La donna era stata trasportata in un altro ospedale d’urgenza e i medici avevano tentato di salvarle la vita ma aveva il bacino schiacciato. I dottori hanno fatto nascere il bambino, tramite taglio cesareo, che però non mostrava segni di vita, ha spiegato il chirugo Timur Marin. Si è poi cercato di salvare la madre, ma anche lei è deceduta. Lo riporta il Sole24ore.

La donna era stata trasportata d’urgenza in un altro ospedale dopo l’attacco russo la scorsa settimana ed era stata fotografata, distesa su una barella, mentre si teneva con le mani il grembo insanguinato. La foto fece il giro del mondo in pochi minuti. Nonostante il rapido intervento, i medici non sono riusciti a salvare né lei né il bimbo. La propaganda russa aveva sostenuto che l’ospedale non funzionasse più da tempo come struttura sanitaria ma fosse in realtà utilizzato come base da combattenti ucraini.
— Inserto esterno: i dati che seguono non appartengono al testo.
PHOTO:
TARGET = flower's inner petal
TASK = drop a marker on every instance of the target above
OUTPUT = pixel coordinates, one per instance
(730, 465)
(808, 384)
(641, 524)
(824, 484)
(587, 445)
Per Mosca le immagini era una messinscena mediatica

A sostegno della tesi erano state usate le immagini di un’altra donna incinta fotografata nell’ospedale di Mariupol, Marianna Podgurskaja, una nota blogger ucraina: per Mosca le immagini della ragazza erano invece parte di una «messinscena mediatica», cosa smentita dal fatto che pochi giorni dopo la donna ha effettivamente partorito un figlio.
Il nome della donna morta non è noto: nel caos seguito al bombardamento, riferisce la Ap, i medici non sono riusciti a trascriverlo prima che il marito e il padre della donna venissero a prendere il corpo, suo e del bimbo.

Guerra in Ucraina: cosa sta succedendo

La situazione a Mariupol, intanto, diventa sempre più drammatica. I civili che stanno cercando di scappare dalla città raccontano di scene disperate. La Bbc ha riferito che i russi hanno intensificato l’assedio raccogliendo le testimonianze dei cittadini ucraini coinvolti. Il sacerdote Pavel Komashevsky ha spiegato che i bombardamenti nelle zone residenziali di Mariupol avvengono senza sosta giorno e notte. Il prete ha rivelato che non c’è più l’elettricità e che mancano i viveri. La città è nel caos tanto che i residenti hanno cominciato a saccheggiare negozi e farmacie. È difficile anche scappare, poiché i corridoi umanitari sono stati interdetti dato l’intensificarsi dei bombardamenti russi.

Alberto Contri: “Non c’è nulla di oggettivo”

Nonostante le terribili immagini, alcuni pensano che tutto questo non sia vero in quanto arrivano notizie false e notizie vere. La propaganda comporta smentite e fake news sugli attacchi, alcune addirittura smentiscono quella dell’attacco all’ospedale pediatrico di Mariupol. Ospiti di Massimo Giletti a Non è l’arena, su La7, Alberto Contri e Luca Telese si scontrano duramente sulla veridicità delle immagini mostrate. “Io me ne intendo, un set del genere lo monti in due ore”, tuona il professore. “No ti prego no, non dire che è un set”, ribatte il giornalista. “Non c’è nulla di oggettivo”, insiste Contri.